As the reality of a pandemic was becoming clearer to me, I wrote this blog post – Learning about epidemics (March 25, 2020) – to help sort out my ideas.
I was seeing all sorts of Tweets from those claiming that the world’s increasing lockdown response was a dramatic overreaction to what was conjectured to be a nasty influenza episode.
I saw people holding out Sweden as a way forward and all sorts of arguments about herd immunity and all that sort of stuff.
It was early days in the pandemic. Iran had been devastated and I left Italy in February just a few days before their northern situation became a reality.
There were all sorts of statistics and ratios being quoted telling us that the death rate and the contagiousness was relatively low.
I examined various emerging databases that attempted to compare a bad flu season with what was going on with the coronavirus.
On February 26, 2020, we heard this from the US President – Remarks by President Trump, Vice President Pence, and Members of the Coronavirus Task Force in Press Conference:
The flu, in our country, kills from 25,000 people to 69,000 people a year. That was shocking to me.
They were reciting data from the US Centers for Disease Control and Prevention.
And if you were to make a comparison, the latest deaths from COVID in the US are 150,444 persons and the ‘season’ isn’t done yet.
But more thoughtful people understand that such a comparison requires like with like, which is not possible in this case.
This Scientific American article (April 28, 2020) – Comparing COVID-19 Deaths to Flu Deaths Is like Comparing Apples to Oranges – tells us that making such comparisons:
… are based on a flawed understanding of how flu deaths are counted, which may leave us with a distorted view of how coronavirus compares with it.
The evidence suggests that while the CDC was justified in:
… substantially overestimating flu deaths, in order to encourage vaccination and good hygiene, at this point the CDC’s reporting about flu deaths is dangerously misleading the public and even public officials about the comparison between these two viruses.
And that sort of erroneous analysis then leads to people claiming the lockdowns and the economic damage they are causing are unnecessary.
Careful analysis can provide some more accurate comparisons of the actual deaths from influenza relative to Covid.
The SA article concludes:
… we have to compare counted deaths to counted deaths, not counted deaths to wildly inflated statistical estimates. If we compare, for instance, the number of people who died in the United States from COVID-19 in the second full week of April to the number of people who died from influenza during the worst week of the past seven flu seasons (as reported to the CDC), we find that the novel coronavirus killed between 9.5 and 44 times more people than seasonal flu.
I was trying to do that sort of analysis myself in March 2020 and as far as I was able to get, given data limitations, my conclusion, outlined in the blog post cited above was that nations cannot allow this disease to run loose.

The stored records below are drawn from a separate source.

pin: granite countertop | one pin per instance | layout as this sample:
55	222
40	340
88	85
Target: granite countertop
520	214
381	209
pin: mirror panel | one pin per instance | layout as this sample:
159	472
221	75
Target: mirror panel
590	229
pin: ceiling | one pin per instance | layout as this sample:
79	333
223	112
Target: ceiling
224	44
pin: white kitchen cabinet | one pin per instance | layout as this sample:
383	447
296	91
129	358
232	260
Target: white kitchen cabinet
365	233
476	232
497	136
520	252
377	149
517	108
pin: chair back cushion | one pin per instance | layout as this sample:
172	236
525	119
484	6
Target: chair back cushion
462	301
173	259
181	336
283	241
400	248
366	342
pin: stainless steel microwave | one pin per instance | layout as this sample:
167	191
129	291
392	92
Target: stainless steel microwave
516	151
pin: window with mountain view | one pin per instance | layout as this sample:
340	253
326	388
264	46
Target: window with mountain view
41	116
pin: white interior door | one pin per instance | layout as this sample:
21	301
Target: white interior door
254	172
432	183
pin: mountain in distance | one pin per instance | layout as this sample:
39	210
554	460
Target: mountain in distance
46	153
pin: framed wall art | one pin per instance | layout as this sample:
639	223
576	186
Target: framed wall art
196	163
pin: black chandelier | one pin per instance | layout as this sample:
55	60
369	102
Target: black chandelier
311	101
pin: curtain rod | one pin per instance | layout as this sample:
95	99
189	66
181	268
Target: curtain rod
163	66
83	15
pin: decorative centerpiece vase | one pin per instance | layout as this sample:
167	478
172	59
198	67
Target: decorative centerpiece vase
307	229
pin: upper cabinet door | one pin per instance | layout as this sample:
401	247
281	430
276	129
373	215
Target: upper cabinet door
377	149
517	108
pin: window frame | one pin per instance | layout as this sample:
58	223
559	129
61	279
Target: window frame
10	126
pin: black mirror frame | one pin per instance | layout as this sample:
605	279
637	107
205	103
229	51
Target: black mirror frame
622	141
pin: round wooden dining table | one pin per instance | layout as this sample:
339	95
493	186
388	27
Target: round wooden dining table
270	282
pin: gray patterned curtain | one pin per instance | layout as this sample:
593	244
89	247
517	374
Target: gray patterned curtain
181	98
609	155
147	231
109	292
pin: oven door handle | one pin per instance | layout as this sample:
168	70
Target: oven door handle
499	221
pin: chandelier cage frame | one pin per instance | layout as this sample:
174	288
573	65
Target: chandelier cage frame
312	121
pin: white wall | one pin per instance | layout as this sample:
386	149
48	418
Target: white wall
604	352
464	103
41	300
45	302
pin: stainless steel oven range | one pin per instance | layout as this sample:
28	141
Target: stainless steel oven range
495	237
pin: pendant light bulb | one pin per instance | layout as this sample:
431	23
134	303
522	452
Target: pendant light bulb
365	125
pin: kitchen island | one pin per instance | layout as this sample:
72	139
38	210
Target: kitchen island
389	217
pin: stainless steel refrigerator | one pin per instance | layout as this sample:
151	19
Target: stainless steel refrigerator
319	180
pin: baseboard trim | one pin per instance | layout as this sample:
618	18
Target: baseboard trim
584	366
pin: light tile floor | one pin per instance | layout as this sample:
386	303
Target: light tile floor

And that rather ‘naive’ conclusion, naive in the sense that we hardly knew anything about the virus – its contagiousness, longer term effects, how long immunity lasts, different impacts on different age cohorts (they were all calling it an old persons’ disease – they were wrong) – I think is supported by the evidence that has emerged since.
We still don’t know much about those questions – impacts etc.
What we know is that it is a very nasty virus that attacks all ages, is very contagious, and will decimate a population if allowed to run free.
Which brings me to Gigi Foster.
This ABC news report (July 28, 2020) – Heated Q+A discussion sees economist Gigi Foster deny she is ‘advocating for people to die’ – provides some information about this debate.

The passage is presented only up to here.